Marriott began to see the impact of the coronavirus on business in mid-January, he said, with occupancy declines gradually, spreading from Wuhan to other markets in the Asia-Pacific region. In February, RevPAR in Greater China declined almost 90%, versus the same period last year.
In the Asia-Pacific region outside Greater China, February RevPAR declined roughly 25%, year-over-year. Marriott had 412 properties with 100,000 rooms at year-end 2019, representing 7% of its total worldwide rooms.
February RevPAR in the Asia-Pacific region overall has been running down around 50% compared to February of last year. Outbound travelers from China in 2019 made up less than 1% of room nights in our system outside of Asia-Pacific and around 0.5 of 1% of room nights in North America.
Sorenson said Marriott has not seen a significant impact on overall demand outside of the Asia-Pacific region, but “the situation obviously remains fluid.”

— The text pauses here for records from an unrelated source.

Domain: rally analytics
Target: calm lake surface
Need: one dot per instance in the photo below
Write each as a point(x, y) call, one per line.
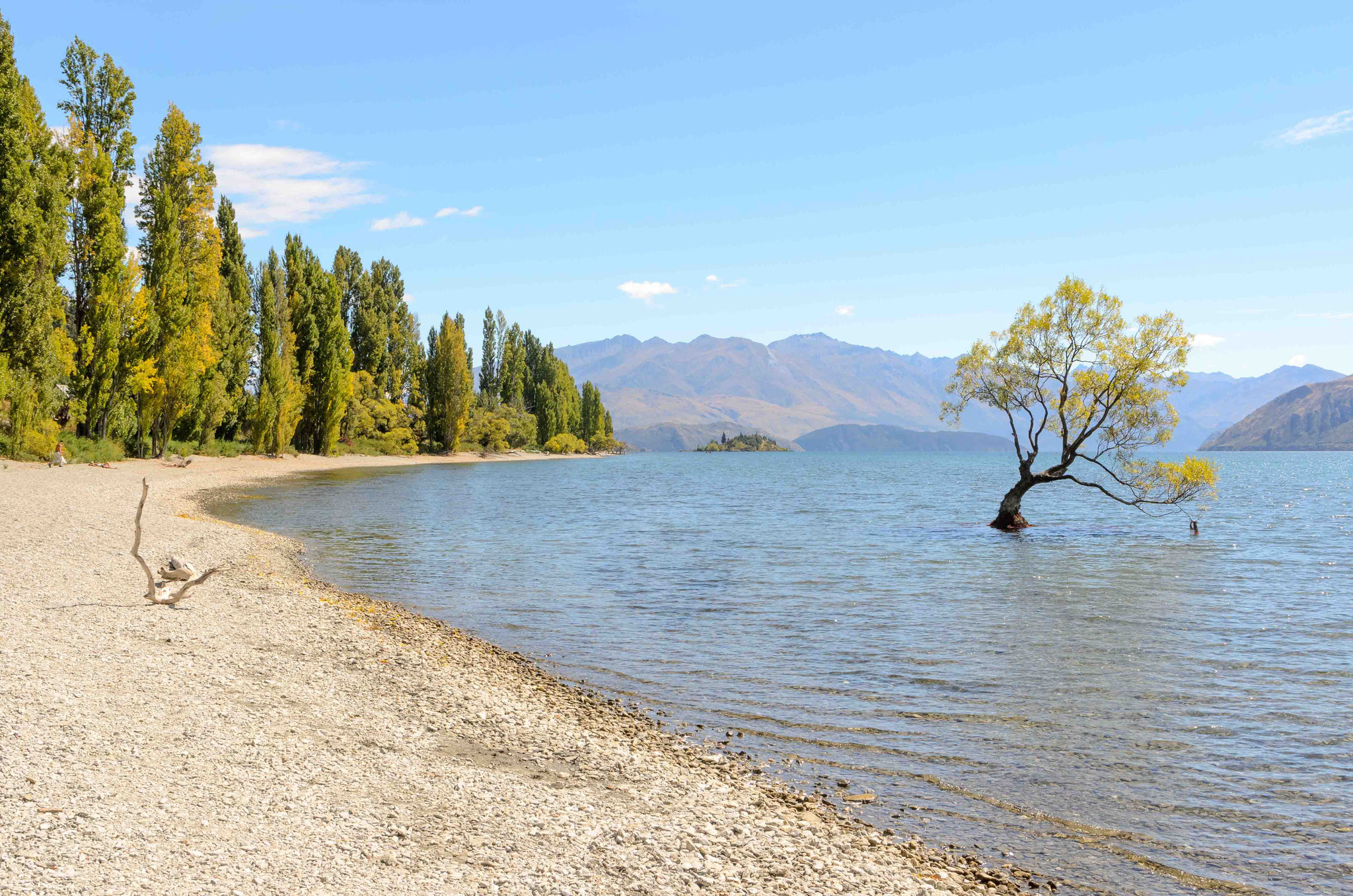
point(1102, 698)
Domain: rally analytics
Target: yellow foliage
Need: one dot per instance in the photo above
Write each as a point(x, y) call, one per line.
point(566, 444)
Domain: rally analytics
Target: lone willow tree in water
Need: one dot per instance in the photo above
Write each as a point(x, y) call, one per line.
point(1074, 373)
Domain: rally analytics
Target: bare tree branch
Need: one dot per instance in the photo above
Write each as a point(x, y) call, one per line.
point(176, 570)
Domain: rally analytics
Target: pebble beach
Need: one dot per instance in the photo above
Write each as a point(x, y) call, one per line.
point(276, 736)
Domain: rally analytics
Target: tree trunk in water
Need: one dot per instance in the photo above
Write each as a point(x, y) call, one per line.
point(1008, 518)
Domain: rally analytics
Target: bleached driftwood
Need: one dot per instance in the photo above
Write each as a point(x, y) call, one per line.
point(178, 570)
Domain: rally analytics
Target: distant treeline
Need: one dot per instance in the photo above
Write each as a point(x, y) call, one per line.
point(180, 341)
point(743, 442)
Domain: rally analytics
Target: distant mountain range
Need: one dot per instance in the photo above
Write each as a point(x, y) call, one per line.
point(688, 392)
point(1213, 401)
point(785, 388)
point(685, 437)
point(1317, 417)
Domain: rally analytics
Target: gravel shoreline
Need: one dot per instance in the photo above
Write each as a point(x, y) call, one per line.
point(276, 736)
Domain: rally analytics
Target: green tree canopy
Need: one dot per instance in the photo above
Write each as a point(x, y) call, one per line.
point(1070, 370)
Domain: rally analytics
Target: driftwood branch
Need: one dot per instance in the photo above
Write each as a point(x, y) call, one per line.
point(180, 573)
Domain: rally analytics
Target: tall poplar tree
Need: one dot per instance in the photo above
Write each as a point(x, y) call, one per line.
point(324, 356)
point(34, 190)
point(449, 387)
point(113, 333)
point(277, 409)
point(489, 361)
point(349, 273)
point(180, 250)
point(232, 325)
point(99, 107)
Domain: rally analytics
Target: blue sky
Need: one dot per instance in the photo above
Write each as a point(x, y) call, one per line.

In regards to the comparison to SARS, Sorenson said if you go back to 2003, Chinese annual outbound travel would have been less than 10 million trips a year. Last year, meanwhile, it was closer to 150 million China trips, so “the relevance of China to the rest of the world is dramatically different.”
In other destinations affected by the coronavirus, Sorenson said South Korea and Italy will see both cancellations and declining RevPAR in those markets, though it’s still too early to tell.
“I think even though we would expect this will be messy for the next few weeks, if not, maybe the next few months, we’d go back to what we’ve said before, and that is that this will end,”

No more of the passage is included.